The moieties Z and X in the above formula are selected such that the sulfur groups are sufficiently separated to prevent the co-depositing of sulfur into the copper deposit. Preferably, Z, X, and m+n are selected such that the resulting compound is soluble in the bath. Typically, m+n is selected to be from about 8 to about 23 and preferably is selected to be from about 13 to about 16. Examples of preferred compositions useful as additives in the present invention include 1,11 dimercapto 3,5,9 trihydroxy 4,8 dioxa undecane with 16 moles polyethoxylate and 4 moles polypropoxylate. Examples of suitable additives include: 1,6 dimercapto-2,4 dioxahexane ethoxylated with 16 moles of ethylene oxide; 1,8 dimercapto-3,6 dioxaoctane ethoxylated with 16 moles of ethylene oxide; 1,4 dimercapto-2 oxabutane ethoxylated with 20 moles of ethylene oxide; 1,8 dimercapto-3,6-dioxa-octane alkoxylated with 2 moles butylene oxide, with 6 moles propylene oxide and 16 moles ethylene oxide.

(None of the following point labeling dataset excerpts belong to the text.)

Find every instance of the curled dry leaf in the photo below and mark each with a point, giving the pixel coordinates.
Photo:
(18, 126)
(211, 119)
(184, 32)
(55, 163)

The above additives are used in effective quantities in the bath for preventing dendritic formations in the resulting copper deposit on the cathode. Depending on the bath chemistry and current density parameters used, the additive of the present invention is used in amounts of generally from about 5 to about 1000 mg/l, typically from about 20 to about 200 mg/l and preferably from about 20 to about 120 mg/l. Typically, as the ASF current is increased more of the additive is necessary to achieve the desirable result. Also, higher levels of the additive are desirable when the bath includes higher levels of impurities.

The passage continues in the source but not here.